Depois de decidir usar simulantes, vinha a próxima pergunta: onde fazer os testes ?
Era necessário encontrar cidades ou áreas com características similares às prováveis alvos soviéticos — relevo, densidade populacional, padrões de vento e temperatura. Algumas das cidades americanas escolhidas para esses testes incluíram lugares como Key West, Florida , Dayton, Ohio e até mesmo Washington, D.C. , onde agentes simulantes foram liberados discretamente em sistemas de transporte público e estações de metrô.
Isso tudo soa como ficção científica, mas aconteceu de verdade. Em 1965, durante o experimento conhecido como Operation LAC (Large Area Coverage) , o Exército americano liberou partículas de zinco cadmio sulfeto sobre partes do estado do Utah para estudar a dispersão atmosférica. Ninguém sabia. Ninguém autorizou. E ninguém foi avisado.

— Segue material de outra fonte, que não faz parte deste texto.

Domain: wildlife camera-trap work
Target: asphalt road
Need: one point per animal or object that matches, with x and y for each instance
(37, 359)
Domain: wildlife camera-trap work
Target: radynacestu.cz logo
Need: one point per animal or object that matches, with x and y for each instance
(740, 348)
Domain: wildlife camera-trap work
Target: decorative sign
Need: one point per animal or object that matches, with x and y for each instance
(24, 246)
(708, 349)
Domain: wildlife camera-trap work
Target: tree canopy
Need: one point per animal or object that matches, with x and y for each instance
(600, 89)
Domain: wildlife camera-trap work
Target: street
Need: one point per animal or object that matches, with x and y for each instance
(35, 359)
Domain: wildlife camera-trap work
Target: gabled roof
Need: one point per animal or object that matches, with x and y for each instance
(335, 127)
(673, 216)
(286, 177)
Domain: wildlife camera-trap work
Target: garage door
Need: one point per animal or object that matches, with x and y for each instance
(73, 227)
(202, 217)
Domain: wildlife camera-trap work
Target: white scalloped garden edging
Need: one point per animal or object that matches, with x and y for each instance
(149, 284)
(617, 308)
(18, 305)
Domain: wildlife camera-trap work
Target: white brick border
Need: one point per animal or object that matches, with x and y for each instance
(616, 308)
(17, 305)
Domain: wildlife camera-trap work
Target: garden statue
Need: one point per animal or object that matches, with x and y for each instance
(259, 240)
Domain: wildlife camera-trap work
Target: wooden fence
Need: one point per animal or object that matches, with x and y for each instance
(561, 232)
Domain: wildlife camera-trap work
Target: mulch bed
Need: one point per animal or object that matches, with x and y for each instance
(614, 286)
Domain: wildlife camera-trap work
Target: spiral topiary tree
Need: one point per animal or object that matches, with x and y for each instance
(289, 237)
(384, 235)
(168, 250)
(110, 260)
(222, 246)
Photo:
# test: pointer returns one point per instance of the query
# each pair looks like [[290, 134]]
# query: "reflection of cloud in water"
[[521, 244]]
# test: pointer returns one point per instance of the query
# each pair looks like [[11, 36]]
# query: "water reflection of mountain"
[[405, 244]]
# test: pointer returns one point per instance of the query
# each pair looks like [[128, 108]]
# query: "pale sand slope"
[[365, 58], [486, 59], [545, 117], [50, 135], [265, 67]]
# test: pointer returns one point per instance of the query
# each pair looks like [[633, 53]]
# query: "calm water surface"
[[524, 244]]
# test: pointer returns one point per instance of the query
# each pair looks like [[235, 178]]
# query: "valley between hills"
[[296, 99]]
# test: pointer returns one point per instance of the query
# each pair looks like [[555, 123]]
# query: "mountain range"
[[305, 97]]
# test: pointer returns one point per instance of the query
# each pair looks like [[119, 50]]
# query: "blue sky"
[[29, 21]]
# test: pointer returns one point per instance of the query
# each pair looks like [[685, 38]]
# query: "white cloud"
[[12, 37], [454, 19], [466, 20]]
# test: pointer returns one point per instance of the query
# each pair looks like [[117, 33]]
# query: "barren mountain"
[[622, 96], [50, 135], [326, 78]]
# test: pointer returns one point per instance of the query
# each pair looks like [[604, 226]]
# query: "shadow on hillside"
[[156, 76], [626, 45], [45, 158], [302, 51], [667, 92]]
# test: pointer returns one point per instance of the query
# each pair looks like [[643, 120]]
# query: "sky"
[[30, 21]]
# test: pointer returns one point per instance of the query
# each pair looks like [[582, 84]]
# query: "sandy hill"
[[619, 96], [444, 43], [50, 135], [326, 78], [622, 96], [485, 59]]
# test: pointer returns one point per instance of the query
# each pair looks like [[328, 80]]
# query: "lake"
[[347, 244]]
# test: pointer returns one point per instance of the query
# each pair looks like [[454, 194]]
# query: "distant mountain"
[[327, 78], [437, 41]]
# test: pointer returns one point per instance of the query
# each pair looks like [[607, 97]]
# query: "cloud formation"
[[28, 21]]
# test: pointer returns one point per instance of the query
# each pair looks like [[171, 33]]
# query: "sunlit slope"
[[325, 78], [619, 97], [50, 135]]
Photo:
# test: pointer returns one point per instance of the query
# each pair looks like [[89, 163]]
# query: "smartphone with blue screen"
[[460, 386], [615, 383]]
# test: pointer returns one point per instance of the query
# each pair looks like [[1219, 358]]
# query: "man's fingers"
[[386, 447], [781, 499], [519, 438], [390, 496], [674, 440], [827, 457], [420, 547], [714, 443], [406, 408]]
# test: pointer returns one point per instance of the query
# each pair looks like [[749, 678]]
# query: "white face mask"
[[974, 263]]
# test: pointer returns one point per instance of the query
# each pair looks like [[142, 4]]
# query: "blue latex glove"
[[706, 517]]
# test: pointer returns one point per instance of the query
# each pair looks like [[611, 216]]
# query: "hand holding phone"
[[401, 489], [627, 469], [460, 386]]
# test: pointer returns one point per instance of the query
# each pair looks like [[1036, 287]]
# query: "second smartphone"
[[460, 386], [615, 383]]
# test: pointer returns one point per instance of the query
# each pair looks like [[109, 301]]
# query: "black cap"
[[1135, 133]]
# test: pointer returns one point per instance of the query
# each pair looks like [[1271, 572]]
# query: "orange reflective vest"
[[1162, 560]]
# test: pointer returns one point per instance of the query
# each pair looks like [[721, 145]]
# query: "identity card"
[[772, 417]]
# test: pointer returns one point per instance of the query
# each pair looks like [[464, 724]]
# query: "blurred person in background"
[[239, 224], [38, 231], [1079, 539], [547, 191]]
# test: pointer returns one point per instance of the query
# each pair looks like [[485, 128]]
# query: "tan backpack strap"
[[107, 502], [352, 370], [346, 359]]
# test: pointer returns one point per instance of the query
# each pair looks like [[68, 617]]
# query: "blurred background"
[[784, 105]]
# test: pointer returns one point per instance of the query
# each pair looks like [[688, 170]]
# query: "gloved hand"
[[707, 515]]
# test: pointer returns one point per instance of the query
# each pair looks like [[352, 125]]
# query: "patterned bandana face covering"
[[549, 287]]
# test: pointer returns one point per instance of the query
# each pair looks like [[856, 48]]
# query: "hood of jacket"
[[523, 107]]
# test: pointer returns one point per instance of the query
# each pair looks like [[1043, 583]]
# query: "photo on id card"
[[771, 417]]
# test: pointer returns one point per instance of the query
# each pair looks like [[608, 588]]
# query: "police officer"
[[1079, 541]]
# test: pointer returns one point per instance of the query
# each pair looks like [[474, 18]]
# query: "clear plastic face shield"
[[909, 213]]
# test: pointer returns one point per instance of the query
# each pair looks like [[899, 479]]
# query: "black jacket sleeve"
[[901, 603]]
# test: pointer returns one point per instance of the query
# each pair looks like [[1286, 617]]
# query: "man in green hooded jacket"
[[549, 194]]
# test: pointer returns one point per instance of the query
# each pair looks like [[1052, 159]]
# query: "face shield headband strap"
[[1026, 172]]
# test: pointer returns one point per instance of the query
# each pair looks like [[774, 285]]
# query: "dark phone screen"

O fim da era ofensiva: Nixon e a decisão histórica
Em 1969, tudo mudou. O presidente Richard Nixon decidiu que os EUA deveriam abandonar qualquer programa ofensivo de guerra biológica. Em um discurso histórico, ele declarou que os estoques americanos de agentes biológicos seriam destruídos e que os EUA focariam apenas em defesa e tratamento. A partir daí, o arsenal ofensivo foi eliminado. Laboratórios foram fechados. Pesquisas foram reorientadas. O programa de guerra biológica, ao menos oficialmente, chegava ao fim. Mas o legado dessas décadas permanece. Muitos dos conhecimentos desenvolvidos nesse período deram origem a técnicas modernas de biossegurança, sistemas de alerta precoce de epidemias e até mesmo protocolos médicos usados hoje contra pandemias.
Curiosidades e dados que você precisa conhecer
Durante os testes, agentes simulantes eram frequentemente liberados em ônibus públicos, metrôs e navios para ver como se espalhariam em ambientes fechados.
Em 1950, o Exército realizou o Operação Sea-Spray , onde liberou bactérias não patogênicas sobre São Francisco. Dias depois, houve aumento de casos de pneumonia na região.
O famoso centro de pesquisa Fort Detrick , em Maryland, foi o coração do programa de guerra biológica americano.
Até hoje há debates éticos sobre quantas pessoas podem ter sido afetadas acidentalmente por esses testes secretos.
Apesar do fim do programa, documentos desclassificados revelam que os EUA continuaram a estudar armas biológicas sob o pretexto de defesa até o final da Guerra Fria.
Conclusão: entre o terror e a ciência
A história da guerra biológica nos EUA é um capítulo obscuro, cheio de paradoxos. Por um lado, ela representou um avanço científico impressionante — tecnologias de dispersão de partículas, modelos matemáticos de propagação de doenças e sistemas de detecção precoce que hoje são usados para combater pandemias. Por outro, foi também um período sombrio, onde o medo do inimigo levou a experimentos duvidosos, em segredo, sem consentimento da população civil. Hoje, com o mundo vivendo uma nova era de ameaças biológicas — vírus mutantes, bioterrorismo, desinformação médica — talvez valha a pena olhar para esse passado não só com horror, mas também com reflexão. Afinal, a linha entre ciência e guerra sempre foi tênue ... e, às vezes, invisível como o próprio agente biológico.